Ellsworth Kelly had the best seat in the house at today's Calvin Klein Collection show. Francisco Costa recently partnered with the 90-year-old artist; their striped shift dress, based on Kelly's 1952 canvas Red Yellow Blue White, was hanging in the windows of the Madison Avenue flagship earlier this Spring, and will soon be donated to the Costume Institute.

Today's Resort show was a continuation of that collaboration—after a fashion. Costa said the bold palette—unusual for the designer, who usually prefers neutrals—was inspired not by Kelly's paintings but by the colors he saw in his studio. An ultramarine ultrasuede apron dress was the vibrant standout, but there was also a fern-green ultrasuede coat and zip-front dress, and a rich chestnut-brown nubuck work jacket and pencil skirt.

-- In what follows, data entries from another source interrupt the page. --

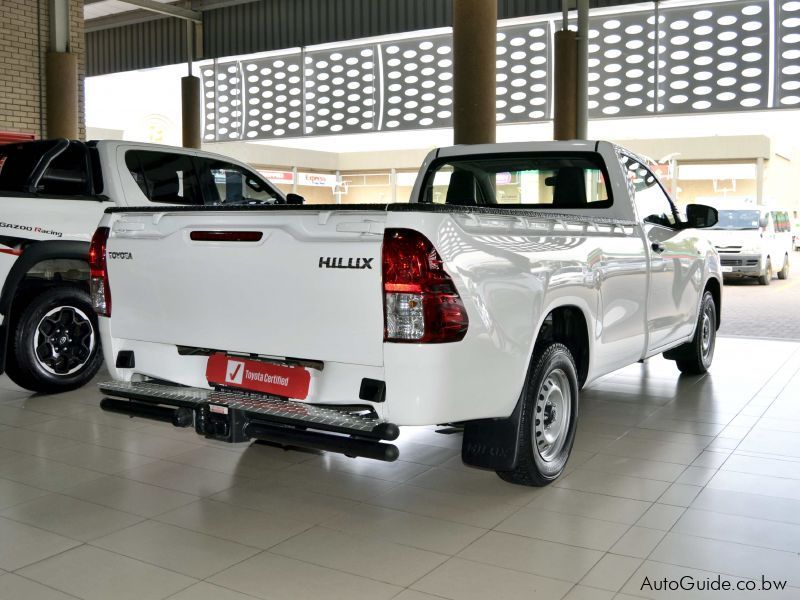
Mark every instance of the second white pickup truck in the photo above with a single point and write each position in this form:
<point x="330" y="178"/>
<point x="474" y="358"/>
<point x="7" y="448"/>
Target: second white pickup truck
<point x="517" y="274"/>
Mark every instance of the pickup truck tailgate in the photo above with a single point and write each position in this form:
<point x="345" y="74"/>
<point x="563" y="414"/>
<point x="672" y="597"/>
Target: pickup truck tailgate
<point x="302" y="284"/>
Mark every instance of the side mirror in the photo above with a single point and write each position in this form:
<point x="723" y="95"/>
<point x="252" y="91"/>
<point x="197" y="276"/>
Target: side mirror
<point x="294" y="199"/>
<point x="699" y="216"/>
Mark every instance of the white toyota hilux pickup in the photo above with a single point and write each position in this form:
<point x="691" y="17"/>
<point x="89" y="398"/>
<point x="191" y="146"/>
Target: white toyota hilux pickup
<point x="52" y="195"/>
<point x="517" y="274"/>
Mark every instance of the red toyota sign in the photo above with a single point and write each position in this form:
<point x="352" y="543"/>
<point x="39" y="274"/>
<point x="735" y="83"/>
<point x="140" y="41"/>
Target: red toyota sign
<point x="258" y="376"/>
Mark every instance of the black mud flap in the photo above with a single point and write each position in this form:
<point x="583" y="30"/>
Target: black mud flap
<point x="493" y="443"/>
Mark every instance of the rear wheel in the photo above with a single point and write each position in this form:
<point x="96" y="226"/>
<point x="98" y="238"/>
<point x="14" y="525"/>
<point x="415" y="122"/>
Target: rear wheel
<point x="56" y="342"/>
<point x="784" y="272"/>
<point x="766" y="278"/>
<point x="549" y="418"/>
<point x="695" y="357"/>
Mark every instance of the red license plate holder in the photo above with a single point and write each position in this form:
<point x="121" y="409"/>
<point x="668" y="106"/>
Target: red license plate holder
<point x="258" y="376"/>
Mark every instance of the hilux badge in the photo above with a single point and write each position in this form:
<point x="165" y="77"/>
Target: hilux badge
<point x="338" y="262"/>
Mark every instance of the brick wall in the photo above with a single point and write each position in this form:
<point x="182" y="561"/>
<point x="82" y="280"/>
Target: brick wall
<point x="24" y="38"/>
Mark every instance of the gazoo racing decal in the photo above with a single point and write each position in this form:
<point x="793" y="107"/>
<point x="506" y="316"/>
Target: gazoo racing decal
<point x="30" y="228"/>
<point x="338" y="262"/>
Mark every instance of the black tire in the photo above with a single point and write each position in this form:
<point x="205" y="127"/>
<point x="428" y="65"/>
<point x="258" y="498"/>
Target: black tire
<point x="766" y="278"/>
<point x="64" y="311"/>
<point x="784" y="272"/>
<point x="552" y="367"/>
<point x="695" y="357"/>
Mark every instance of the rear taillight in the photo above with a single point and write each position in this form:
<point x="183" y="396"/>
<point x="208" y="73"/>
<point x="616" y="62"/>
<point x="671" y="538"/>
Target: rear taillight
<point x="99" y="290"/>
<point x="421" y="304"/>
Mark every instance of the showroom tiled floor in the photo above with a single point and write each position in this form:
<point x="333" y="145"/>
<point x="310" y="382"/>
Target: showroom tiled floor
<point x="670" y="477"/>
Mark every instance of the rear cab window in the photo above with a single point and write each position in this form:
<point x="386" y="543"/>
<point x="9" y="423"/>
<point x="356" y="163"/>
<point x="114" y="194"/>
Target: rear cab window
<point x="46" y="168"/>
<point x="532" y="180"/>
<point x="183" y="179"/>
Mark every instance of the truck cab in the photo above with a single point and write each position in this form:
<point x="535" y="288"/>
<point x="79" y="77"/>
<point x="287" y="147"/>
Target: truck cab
<point x="753" y="241"/>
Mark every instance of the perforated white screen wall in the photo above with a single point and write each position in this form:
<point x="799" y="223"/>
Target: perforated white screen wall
<point x="788" y="54"/>
<point x="674" y="58"/>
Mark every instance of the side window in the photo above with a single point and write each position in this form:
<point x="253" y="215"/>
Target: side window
<point x="164" y="177"/>
<point x="652" y="203"/>
<point x="226" y="183"/>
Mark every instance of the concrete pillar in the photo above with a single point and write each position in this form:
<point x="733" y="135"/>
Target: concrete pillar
<point x="474" y="71"/>
<point x="565" y="83"/>
<point x="582" y="73"/>
<point x="760" y="181"/>
<point x="62" y="95"/>
<point x="190" y="111"/>
<point x="61" y="75"/>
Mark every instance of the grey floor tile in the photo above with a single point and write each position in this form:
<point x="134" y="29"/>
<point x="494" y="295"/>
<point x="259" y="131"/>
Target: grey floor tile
<point x="22" y="544"/>
<point x="384" y="561"/>
<point x="744" y="530"/>
<point x="46" y="474"/>
<point x="638" y="542"/>
<point x="609" y="484"/>
<point x="771" y="467"/>
<point x="331" y="483"/>
<point x="275" y="577"/>
<point x="634" y="467"/>
<point x="129" y="496"/>
<point x="539" y="557"/>
<point x="582" y="592"/>
<point x="96" y="458"/>
<point x="749" y="505"/>
<point x="208" y="591"/>
<point x="12" y="492"/>
<point x="249" y="463"/>
<point x="398" y="471"/>
<point x="287" y="502"/>
<point x="661" y="516"/>
<point x="70" y="517"/>
<point x="587" y="504"/>
<point x="174" y="548"/>
<point x="95" y="574"/>
<point x="14" y="587"/>
<point x="764" y="485"/>
<point x="467" y="580"/>
<point x="181" y="478"/>
<point x="235" y="523"/>
<point x="679" y="494"/>
<point x="725" y="557"/>
<point x="566" y="529"/>
<point x="611" y="572"/>
<point x="473" y="482"/>
<point x="480" y="511"/>
<point x="436" y="535"/>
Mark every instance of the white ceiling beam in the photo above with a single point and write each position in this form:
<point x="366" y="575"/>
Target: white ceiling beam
<point x="169" y="10"/>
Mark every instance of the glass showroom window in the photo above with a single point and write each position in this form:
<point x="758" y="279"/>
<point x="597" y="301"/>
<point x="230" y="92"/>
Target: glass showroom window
<point x="318" y="188"/>
<point x="405" y="184"/>
<point x="710" y="183"/>
<point x="280" y="178"/>
<point x="366" y="188"/>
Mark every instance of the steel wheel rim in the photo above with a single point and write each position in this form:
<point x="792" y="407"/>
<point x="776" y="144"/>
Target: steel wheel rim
<point x="552" y="417"/>
<point x="707" y="331"/>
<point x="64" y="341"/>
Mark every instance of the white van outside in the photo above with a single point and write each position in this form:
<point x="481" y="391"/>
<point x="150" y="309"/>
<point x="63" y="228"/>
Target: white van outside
<point x="752" y="241"/>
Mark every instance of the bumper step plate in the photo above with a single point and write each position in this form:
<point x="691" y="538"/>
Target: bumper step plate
<point x="236" y="416"/>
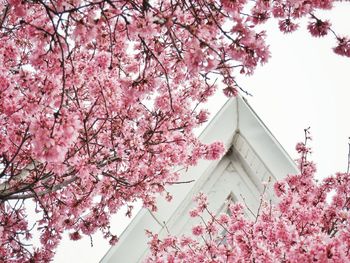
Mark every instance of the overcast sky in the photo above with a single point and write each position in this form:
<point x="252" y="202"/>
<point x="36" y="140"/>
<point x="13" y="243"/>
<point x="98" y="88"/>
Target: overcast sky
<point x="304" y="84"/>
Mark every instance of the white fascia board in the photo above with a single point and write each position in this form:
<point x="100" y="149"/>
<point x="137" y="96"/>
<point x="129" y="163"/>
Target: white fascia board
<point x="235" y="116"/>
<point x="133" y="241"/>
<point x="264" y="143"/>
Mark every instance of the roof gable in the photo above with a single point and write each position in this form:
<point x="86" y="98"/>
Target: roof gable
<point x="254" y="156"/>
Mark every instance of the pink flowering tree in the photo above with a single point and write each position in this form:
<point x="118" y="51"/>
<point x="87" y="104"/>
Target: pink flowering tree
<point x="309" y="223"/>
<point x="99" y="99"/>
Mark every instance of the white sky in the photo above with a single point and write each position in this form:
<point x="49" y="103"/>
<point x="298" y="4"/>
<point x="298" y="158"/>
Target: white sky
<point x="304" y="84"/>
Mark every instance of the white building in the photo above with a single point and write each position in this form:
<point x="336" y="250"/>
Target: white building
<point x="253" y="156"/>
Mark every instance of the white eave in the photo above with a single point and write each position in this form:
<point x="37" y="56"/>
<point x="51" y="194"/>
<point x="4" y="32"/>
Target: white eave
<point x="256" y="152"/>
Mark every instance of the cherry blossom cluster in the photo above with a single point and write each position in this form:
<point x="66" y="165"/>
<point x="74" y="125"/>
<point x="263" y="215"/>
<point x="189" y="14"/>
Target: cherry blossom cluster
<point x="99" y="100"/>
<point x="309" y="223"/>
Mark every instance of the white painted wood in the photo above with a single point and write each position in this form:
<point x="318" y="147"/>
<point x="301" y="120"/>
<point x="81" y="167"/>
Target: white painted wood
<point x="254" y="156"/>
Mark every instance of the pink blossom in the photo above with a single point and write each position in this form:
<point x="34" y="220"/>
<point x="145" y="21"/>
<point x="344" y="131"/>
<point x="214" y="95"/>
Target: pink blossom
<point x="319" y="28"/>
<point x="287" y="26"/>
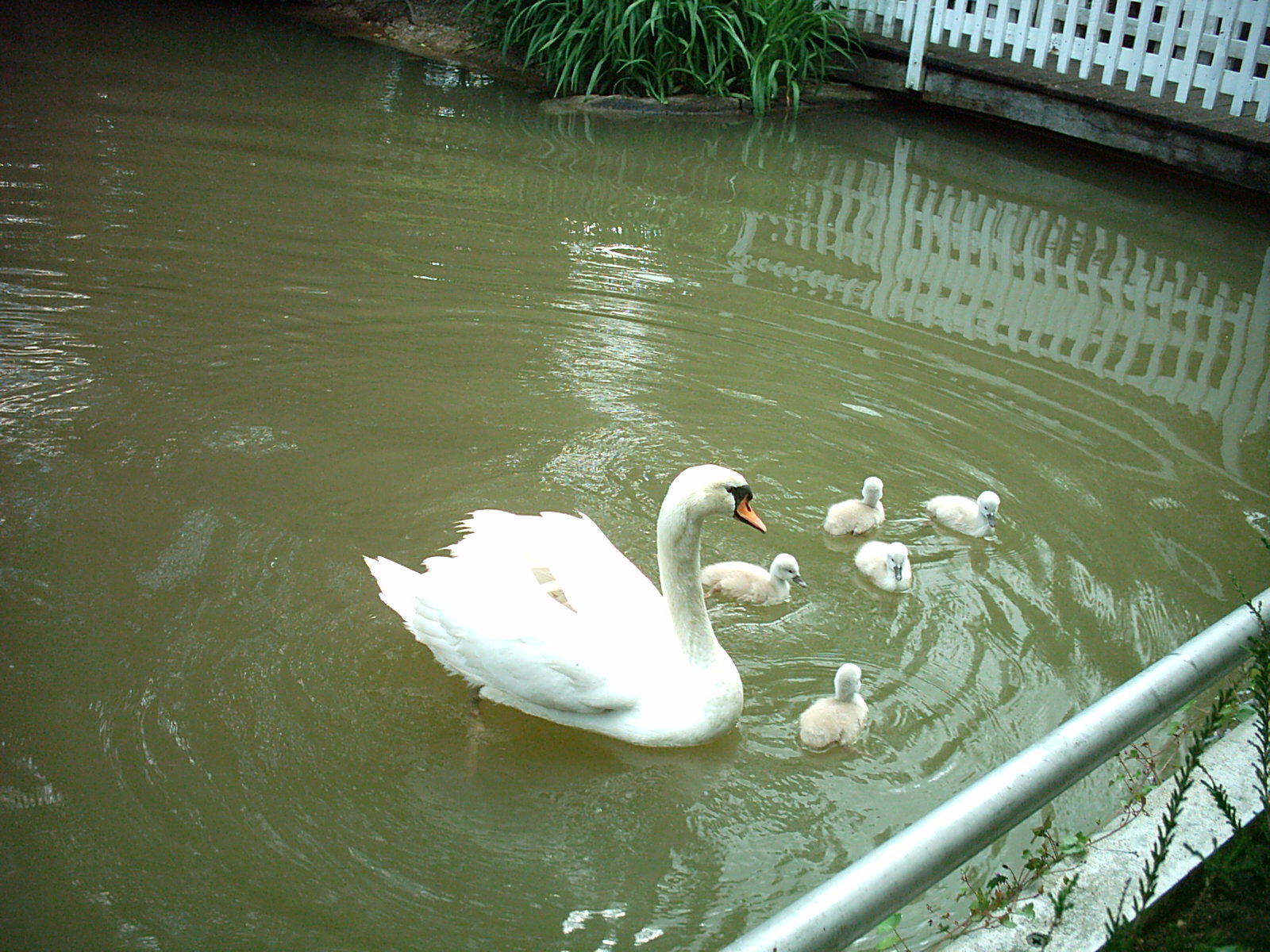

Costa claimed Irving Penn's Small Trades book as another point of reference. In the end, though, the strongest message was the collection's seventies mood. Credit goes to all that ultrasuede. "There was a sense of lightness [to the seventies], a great spirit," he said, "but obviously we don't do it literally." True. Even in that body-beautiful era, we doubt women had the abs of steel required for Resort's spate of midriff-exposing tops. Amid all the cropped sweaters and sweatshirts we've been seeing, Costa's harness top looked fresh. The most persuasive piece was more discreet: a black washed-silk charmeuse tank dress with just a flash of bare skin exposed in the back.